Rosnick and Libby Magee ’08 worked together, along with three other students in the Appellate Litigation Clinic, to prepare the briefs for their case, U.S. v. Weymouth. The appeal was based on two issues: ineffective assistance of counsel and breach of plea. According to their assessment of the case, the defendant, Daniel A. Weymouth, had been given inaccurate sentencing information by his public defender and pled guilty based on that information. Additionally, the government used information Weymouth provided after his plea agreement to enhance his sentence.

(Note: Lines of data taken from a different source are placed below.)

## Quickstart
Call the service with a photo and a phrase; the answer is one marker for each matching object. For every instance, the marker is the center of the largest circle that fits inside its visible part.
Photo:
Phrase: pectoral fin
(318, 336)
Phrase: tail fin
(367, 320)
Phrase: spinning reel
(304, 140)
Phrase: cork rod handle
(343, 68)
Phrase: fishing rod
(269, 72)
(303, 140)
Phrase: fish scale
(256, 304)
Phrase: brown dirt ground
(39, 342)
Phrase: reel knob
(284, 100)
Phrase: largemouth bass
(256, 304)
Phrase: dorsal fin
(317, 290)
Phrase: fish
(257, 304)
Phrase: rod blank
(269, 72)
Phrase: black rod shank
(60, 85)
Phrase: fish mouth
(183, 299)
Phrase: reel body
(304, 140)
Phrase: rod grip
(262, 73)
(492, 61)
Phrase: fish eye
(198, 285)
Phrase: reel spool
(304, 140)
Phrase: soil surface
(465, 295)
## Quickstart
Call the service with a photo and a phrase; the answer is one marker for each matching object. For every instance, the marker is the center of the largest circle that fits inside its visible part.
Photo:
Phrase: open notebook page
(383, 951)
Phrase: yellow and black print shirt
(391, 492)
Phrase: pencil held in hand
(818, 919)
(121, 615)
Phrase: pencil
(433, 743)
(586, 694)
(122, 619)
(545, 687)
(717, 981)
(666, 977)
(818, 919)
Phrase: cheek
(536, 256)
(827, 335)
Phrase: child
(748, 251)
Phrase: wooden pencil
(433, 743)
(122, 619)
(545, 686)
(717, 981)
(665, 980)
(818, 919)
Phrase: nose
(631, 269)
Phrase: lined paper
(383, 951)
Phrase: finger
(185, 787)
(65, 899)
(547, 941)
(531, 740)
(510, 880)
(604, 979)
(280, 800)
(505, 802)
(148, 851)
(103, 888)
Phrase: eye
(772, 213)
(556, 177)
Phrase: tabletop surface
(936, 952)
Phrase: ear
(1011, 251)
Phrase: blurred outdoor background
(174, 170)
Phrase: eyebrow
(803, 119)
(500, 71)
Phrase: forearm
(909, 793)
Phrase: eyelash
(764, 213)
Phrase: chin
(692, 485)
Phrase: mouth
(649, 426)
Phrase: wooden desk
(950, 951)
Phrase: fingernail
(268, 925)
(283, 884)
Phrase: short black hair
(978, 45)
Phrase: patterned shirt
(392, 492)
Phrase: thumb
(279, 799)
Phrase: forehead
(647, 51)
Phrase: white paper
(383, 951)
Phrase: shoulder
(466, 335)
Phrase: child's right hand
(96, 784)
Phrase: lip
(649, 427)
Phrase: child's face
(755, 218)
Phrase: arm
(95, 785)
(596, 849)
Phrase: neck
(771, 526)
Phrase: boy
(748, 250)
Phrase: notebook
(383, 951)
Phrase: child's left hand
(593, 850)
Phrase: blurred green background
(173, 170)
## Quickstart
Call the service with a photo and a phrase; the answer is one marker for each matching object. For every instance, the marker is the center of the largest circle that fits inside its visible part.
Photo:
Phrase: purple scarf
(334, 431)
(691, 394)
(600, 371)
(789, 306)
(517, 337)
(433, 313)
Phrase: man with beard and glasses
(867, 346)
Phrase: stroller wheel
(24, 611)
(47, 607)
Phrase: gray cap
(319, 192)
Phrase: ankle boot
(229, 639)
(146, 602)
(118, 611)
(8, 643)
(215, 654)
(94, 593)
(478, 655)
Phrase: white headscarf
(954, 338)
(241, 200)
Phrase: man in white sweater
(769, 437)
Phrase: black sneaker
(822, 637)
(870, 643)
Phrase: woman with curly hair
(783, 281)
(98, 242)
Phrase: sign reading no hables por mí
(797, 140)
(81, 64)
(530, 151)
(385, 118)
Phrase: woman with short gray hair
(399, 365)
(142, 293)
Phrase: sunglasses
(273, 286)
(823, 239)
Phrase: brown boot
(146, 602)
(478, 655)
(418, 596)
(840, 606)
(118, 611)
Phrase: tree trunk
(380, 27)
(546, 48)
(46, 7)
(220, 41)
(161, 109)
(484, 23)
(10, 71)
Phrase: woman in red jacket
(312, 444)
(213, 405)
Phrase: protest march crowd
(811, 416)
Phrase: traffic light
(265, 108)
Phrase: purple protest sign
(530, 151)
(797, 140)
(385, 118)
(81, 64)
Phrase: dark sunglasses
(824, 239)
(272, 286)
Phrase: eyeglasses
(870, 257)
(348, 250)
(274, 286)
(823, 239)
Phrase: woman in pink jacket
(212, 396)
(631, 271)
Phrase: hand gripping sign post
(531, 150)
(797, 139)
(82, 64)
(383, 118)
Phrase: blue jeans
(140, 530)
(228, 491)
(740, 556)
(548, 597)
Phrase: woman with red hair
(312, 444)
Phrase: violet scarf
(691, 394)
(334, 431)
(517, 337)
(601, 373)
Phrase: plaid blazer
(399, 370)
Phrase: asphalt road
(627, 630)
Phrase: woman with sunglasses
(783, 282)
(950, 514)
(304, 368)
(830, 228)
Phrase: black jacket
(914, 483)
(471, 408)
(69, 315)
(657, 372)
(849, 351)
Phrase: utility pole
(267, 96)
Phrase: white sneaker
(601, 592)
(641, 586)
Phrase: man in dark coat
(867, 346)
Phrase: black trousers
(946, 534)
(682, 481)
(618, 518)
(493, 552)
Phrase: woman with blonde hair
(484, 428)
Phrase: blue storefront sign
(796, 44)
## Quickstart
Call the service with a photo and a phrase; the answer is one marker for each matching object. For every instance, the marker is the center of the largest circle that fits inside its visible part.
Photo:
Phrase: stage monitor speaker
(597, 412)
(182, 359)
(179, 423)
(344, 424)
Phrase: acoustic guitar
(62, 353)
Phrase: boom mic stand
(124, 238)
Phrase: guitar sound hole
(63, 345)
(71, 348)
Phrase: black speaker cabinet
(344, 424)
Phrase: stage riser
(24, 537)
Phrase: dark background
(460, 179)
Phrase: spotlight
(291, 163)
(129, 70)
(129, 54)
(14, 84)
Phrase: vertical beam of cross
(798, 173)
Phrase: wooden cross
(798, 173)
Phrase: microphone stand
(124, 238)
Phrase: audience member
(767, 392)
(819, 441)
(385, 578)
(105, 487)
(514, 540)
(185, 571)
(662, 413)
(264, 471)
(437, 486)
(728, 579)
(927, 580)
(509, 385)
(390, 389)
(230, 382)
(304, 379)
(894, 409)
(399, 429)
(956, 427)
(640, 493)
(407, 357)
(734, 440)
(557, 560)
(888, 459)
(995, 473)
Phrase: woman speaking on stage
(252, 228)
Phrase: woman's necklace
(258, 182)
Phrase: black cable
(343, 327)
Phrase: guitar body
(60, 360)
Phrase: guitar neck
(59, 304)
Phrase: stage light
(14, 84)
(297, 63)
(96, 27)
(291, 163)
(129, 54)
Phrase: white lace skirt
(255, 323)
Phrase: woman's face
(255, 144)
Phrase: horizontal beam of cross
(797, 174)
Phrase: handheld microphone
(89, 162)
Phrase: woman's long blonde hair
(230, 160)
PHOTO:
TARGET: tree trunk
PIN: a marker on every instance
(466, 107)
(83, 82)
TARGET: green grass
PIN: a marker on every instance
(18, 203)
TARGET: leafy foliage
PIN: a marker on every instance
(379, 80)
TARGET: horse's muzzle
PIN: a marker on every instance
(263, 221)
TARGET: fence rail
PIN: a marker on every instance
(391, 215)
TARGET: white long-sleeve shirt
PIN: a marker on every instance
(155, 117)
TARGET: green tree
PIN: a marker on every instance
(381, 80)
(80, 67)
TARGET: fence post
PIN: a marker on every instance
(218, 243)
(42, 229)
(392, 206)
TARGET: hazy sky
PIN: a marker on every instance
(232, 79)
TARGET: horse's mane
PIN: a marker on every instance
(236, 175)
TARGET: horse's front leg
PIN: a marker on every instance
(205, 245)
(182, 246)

“Composing the original brief and the reply brief took a lot of research and emailing back and forth to get the wording just as we wanted it, to be the most effective,” Magee says. “We couldn’t get him out of jail, but we wanted him to be sentenced appropriately.

“I felt like we could really take ownership of the case and the professors weren’t dictating what arguments or strategy to use,” she continues. “They really helped us to think through it and craft the arguments on our own — with their expertise, which we needed, but they weren’t putting words into our mouths.”

The real life aspect of the clinic struck a chord with Magee, as well. “[The case] wasn’t a fact pattern that a professor had put together specifically for us to spot certain issues, it involved a real person with real issues and problems,” she says.

Furthermore, Magee says the clinic experience boosted her confidence heading into her 2L summer job and reaffirmed her decision to come to law school. “It’s easy to get caught up in how abstract law school can be, and I forget that this is something that I love doing and look forward to practicing — in a place where I can work with real people and on a team with other attorneys,” she says.

Complications with the case pushed the briefing back to the 2007 spring semester and Rosnick presented an oral argument on Weymouth’s behalf to the 4th U.S. Circuit Court of Appeals in September 2007. “Arguing before the court was certainly the most intellectual experience I’ve had in law school. The dialogue, going back and forth, was really remarkable,” Rosnick says.

“I think something that helped and gave us credibility was that we had been able to spend so much time with the case,” she continues. “It was a very active panel, more so than we expected. We thought they might go easy on me because I was a student, but that definitely was not the case.”

Even though the court eventually ruled against their client, Rosnick maintains that her experience in the Appellate Litigation Clinic ranks above all others in law school.

“The judges in the Fourth Circuit come off the bench after the argument to shake the counsel’s hand and everyone was very complimentary,” Rosnick says. “One even said that I could go back and tell my client that he had received excellent representation. That was nice to hear. It validated all of the work and all of the stress.”